Michael aflojó su abrazo, le acarició levemente la cintura y empezó a tirar del nudo del cinturón. Lo desató y abrió la bata para apoyar su rostro contra la piel. Le tomó uno de los senos, una caricia casi reverente que la conmovió hasta lo más profundo. Michael levantó la cabeza, separó su cuerpo del de ella, y los ojos de ambos se buscaron. Ella movió los hombros, para ayudarlo a quitarle la bata; acomodó los senos contra su cuerpo, las manos alrededor de sus hombros y su boca extasiada en la de él.

Sólo entonces dejó que surgiera todo su amor, cerrando los ojos, que estaban abiertos y brillantes, sintiendo en todas partes amor por Michael.

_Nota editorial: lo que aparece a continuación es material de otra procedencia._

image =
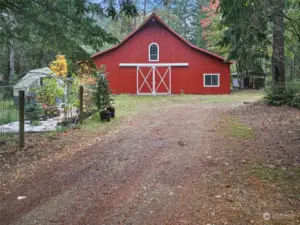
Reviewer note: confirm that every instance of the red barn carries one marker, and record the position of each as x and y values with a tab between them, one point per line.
154	59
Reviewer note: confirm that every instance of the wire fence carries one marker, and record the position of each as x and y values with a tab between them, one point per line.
67	111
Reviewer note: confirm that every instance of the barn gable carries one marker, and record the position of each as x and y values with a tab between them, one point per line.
154	18
154	59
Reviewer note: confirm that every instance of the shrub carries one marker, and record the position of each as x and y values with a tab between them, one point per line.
102	95
50	90
34	112
281	95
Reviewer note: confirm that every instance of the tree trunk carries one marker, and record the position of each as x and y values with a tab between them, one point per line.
11	62
278	67
145	9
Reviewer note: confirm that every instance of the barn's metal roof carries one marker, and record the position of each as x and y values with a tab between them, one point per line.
155	16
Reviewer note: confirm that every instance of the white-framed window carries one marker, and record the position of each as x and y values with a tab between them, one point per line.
153	52
211	80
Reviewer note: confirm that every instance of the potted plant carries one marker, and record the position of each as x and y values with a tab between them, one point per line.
103	98
112	111
34	112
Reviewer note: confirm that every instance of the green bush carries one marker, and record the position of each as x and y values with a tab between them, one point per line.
283	95
34	112
102	94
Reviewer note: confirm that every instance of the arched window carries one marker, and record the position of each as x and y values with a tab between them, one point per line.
153	52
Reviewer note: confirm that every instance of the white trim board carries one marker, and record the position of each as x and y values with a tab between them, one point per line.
152	64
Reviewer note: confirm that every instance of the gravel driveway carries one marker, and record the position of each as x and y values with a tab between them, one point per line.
163	166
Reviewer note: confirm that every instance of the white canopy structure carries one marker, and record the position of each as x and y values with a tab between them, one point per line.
33	80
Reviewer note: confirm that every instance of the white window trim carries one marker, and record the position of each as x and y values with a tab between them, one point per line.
209	74
153	43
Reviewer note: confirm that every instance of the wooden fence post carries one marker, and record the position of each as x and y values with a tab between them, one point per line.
81	104
21	119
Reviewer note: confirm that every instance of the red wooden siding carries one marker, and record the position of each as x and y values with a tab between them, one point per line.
171	50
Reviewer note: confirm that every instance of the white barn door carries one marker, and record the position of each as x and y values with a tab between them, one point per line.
154	80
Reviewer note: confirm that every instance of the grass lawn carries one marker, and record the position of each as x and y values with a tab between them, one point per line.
129	105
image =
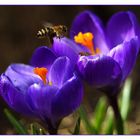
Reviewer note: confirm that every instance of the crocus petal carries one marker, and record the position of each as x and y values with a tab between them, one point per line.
42	57
22	76
125	54
66	47
60	71
14	98
40	99
88	22
122	26
99	71
68	98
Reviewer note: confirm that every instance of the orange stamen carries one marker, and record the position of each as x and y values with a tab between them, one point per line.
86	40
42	72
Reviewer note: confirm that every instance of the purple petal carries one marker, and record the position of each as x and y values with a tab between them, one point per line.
60	71
66	47
68	98
42	57
22	76
88	22
40	99
99	71
125	54
14	98
122	26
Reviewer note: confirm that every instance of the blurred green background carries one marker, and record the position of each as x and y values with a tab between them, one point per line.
18	28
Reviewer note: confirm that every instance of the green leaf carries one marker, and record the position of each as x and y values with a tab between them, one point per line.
100	113
109	123
20	129
125	102
89	127
77	127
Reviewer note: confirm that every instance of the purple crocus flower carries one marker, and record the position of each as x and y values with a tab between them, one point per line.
104	56
47	94
112	51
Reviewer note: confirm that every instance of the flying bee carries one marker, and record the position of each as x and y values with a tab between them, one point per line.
50	31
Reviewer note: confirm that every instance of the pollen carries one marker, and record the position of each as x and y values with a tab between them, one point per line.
42	72
86	39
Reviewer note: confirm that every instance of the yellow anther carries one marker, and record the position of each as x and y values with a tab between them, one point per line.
86	39
42	72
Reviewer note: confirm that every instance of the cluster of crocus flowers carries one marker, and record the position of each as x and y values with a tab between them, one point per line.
47	94
50	87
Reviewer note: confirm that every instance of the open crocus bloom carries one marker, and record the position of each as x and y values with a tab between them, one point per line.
113	53
104	56
48	94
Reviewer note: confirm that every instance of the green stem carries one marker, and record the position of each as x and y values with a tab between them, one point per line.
119	121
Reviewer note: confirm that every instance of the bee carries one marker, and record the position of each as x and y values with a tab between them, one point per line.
50	31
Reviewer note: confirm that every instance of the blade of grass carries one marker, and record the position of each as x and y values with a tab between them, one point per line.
100	112
20	129
125	102
109	123
77	127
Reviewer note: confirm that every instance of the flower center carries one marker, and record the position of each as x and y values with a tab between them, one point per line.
86	39
42	72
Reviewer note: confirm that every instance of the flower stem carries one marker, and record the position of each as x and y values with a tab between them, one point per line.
119	121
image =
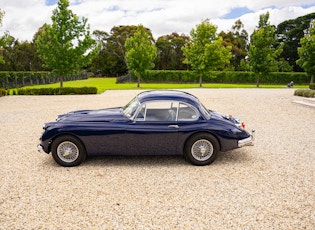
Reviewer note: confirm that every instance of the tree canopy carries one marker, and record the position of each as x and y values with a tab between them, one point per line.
262	54
307	52
140	52
205	52
289	33
66	45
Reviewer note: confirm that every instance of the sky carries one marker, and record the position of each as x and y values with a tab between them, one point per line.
23	18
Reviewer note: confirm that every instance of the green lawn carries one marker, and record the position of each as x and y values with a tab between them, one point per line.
103	84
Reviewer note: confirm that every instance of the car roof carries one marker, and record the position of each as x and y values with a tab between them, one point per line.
172	95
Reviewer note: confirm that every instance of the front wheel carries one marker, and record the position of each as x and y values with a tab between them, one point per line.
201	149
68	151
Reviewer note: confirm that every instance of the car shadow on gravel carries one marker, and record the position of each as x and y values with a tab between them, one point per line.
238	156
135	161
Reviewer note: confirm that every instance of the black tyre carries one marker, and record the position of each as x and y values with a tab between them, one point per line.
68	151
201	149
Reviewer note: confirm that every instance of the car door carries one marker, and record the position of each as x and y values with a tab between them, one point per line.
154	131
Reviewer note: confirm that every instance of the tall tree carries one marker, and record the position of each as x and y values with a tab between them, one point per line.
66	45
140	52
238	39
290	33
307	52
4	39
169	52
262	54
205	52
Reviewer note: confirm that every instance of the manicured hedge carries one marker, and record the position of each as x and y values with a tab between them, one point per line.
57	91
304	92
237	77
4	92
19	79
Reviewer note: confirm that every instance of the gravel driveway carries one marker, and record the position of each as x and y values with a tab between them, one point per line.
268	186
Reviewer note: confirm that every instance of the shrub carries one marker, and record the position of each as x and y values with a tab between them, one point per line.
57	91
233	77
304	93
4	92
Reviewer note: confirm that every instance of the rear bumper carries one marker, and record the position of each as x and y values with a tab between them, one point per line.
249	141
40	148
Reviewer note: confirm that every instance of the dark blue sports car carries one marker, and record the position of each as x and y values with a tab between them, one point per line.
153	123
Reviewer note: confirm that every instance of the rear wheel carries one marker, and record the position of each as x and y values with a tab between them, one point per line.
68	151
201	149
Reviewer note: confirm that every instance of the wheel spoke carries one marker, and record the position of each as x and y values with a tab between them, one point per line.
202	150
68	151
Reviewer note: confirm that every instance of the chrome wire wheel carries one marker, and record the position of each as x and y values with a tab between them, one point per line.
202	150
68	151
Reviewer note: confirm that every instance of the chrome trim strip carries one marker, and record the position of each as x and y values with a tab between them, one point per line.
249	141
40	148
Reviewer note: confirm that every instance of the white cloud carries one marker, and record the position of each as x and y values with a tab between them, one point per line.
24	17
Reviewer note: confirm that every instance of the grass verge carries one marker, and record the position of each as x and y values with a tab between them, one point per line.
103	84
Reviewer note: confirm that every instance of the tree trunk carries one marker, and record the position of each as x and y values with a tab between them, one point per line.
257	81
138	80
61	81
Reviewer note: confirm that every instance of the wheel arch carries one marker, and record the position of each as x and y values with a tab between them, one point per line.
65	134
200	133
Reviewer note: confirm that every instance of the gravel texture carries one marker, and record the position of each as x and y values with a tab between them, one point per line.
268	186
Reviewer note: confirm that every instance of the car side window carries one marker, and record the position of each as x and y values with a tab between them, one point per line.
158	111
187	113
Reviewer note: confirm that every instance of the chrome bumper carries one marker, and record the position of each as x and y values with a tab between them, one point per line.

No podía ser que no la amara y sin embargo le causara tanta felicidad, despertando en ella sensaciones olvidadas, aun sin importancia, pero todavía conocidas, o de una punzante nitidez, nueva y maravillosamente extraña.

Se arrodillaron. Las manos de Michael se deslizaron por los costados de ella con una indecisa lentitud, como si quisiera prolongar todo hasta un punto de agonía, y ella no tuvo la fuerza de ayudarlo o de resistirlo más, demasiado resuelta a identificarse con un milagro.